Redemption comes in many shapes with many kinds of pain

God made me for a reason and nothing is in vain
Redemption comes in many shapes with many kinds of pain
Oh sweet Jesus, if you’re listening, keep me ever close to you
As I’m stumblin’, tumblin’, wanderin’, as I’m travelin’ thru -Dolly Parton

The best thing about being on vacation last week was simply the time away from all the things that had been keeping me up at night. It was a peaceful week, which was nice for us, and it gave me some perspective. I thought about all the years that I had been to Florida with Mike, and the ways that things have changed over time. Last year at this time I was just coming out of a dark place, starting to realize that my view of God was all wrong, starting to be able to trust him again. This year, with a little more space between now and then, I could see how confused and sad I was last year, more than I realized. I think last year’s Lent was, as I said at the time, a huge step in the right direction. So, while I didn’t give up something relating to reading this year, I tried to keep last year in mind when selecting books to take with me on vacation, especially since it (as usual) fell during Lent. I have tried to continue to do the things that helped me turn that corner, to be mindful year-round. And I think it’s been good for me.

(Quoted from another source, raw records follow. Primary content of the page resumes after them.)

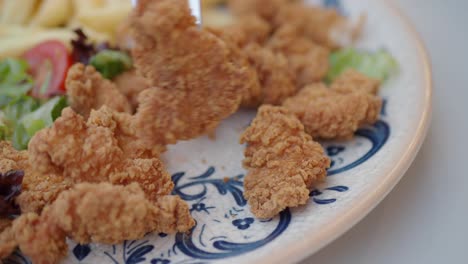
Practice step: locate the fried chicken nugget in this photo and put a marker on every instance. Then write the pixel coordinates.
(266, 9)
(307, 59)
(12, 159)
(88, 90)
(74, 151)
(336, 112)
(351, 81)
(283, 162)
(39, 190)
(324, 26)
(130, 84)
(247, 29)
(275, 77)
(101, 213)
(196, 79)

I’ve been thinking about redemption this week, and it’s mostly Dolly Parton’s fault. Mike put “Travelin’ Thru” on my iPod after we got back, because I enjoyed her performance on the Oscars so much. And I kept trying to figure out why I was tearing up at the line I used in the title. Tearing up at Dolly Parton? Even though I like Dolly Parton, I’m not sure whether that’s allowed. But then I realized that, last year at this time, I couldn’t have said for sure that I believed that “nothing is in vain,” but now . . . I think I could.

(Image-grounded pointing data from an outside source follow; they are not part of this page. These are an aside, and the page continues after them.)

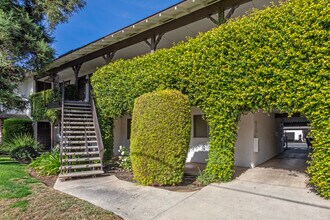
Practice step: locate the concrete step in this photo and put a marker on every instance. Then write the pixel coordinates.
(78, 136)
(79, 147)
(79, 142)
(73, 128)
(78, 123)
(82, 166)
(79, 174)
(67, 115)
(78, 119)
(82, 132)
(82, 159)
(81, 153)
(80, 108)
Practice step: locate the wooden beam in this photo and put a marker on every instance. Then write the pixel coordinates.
(109, 56)
(166, 27)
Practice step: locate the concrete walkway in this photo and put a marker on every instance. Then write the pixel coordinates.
(275, 190)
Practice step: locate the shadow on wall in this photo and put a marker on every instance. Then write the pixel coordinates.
(198, 153)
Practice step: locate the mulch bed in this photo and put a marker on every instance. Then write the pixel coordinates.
(188, 184)
(47, 180)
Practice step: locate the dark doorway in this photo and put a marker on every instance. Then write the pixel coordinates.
(82, 88)
(44, 135)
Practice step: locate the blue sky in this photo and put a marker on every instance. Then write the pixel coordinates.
(101, 17)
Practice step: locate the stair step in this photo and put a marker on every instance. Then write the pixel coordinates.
(81, 153)
(78, 136)
(78, 123)
(79, 115)
(77, 103)
(78, 132)
(83, 173)
(80, 148)
(77, 127)
(79, 142)
(78, 119)
(81, 159)
(82, 166)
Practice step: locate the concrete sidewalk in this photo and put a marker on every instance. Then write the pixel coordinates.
(239, 199)
(125, 199)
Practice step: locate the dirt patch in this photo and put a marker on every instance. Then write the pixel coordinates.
(188, 184)
(47, 180)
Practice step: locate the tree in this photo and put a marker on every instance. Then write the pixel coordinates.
(26, 28)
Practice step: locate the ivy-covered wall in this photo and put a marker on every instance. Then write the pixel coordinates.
(277, 58)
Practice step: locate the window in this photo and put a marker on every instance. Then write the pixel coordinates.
(129, 125)
(200, 127)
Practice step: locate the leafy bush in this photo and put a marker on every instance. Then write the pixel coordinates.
(48, 164)
(160, 137)
(16, 126)
(125, 161)
(23, 148)
(276, 58)
(24, 154)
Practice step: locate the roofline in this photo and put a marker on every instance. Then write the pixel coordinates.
(207, 8)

I think when something is redeemed, it doesn’t mean it doesn’t hurt anymore. And maybe that’s why the line hits me so hard, because the glimpses of our past years in Florida show me at different stages, struggling with different things, and it’s not as if that pain has gone away. It’s just that now I can see that it meant something. The growth didn’t come like I would have wanted, but I can’t deny the change that it’s brought. Good change, change worth fighting for. It kind of reminds me of the flood last year in our house, and how, in the months afterward, people would say, “With all these improvements, don’t you think it was worth it?” And I thought, “No, I wouldn’t want to belittle how difficult it was by saying that it was all worth it. But I think it’s been redeemed.” Maybe one of the things that concerns me during discussions of redemption is the tendency to downplay the struggle, to focus on the results. But so much of life is the hard part, the learning part. I’m not to the point where I’d say that all my struggles were worth the things I have learned, because I don’t want to forget the difficult way those changes were wrought. If I forget how I really felt, I can’t understand how much better things really are.

I just realized/remembered that this year’s Lenten theme at church is “Redeeming the Miles.” Guess Dolly and I are in good company with all of these thoughts, after all.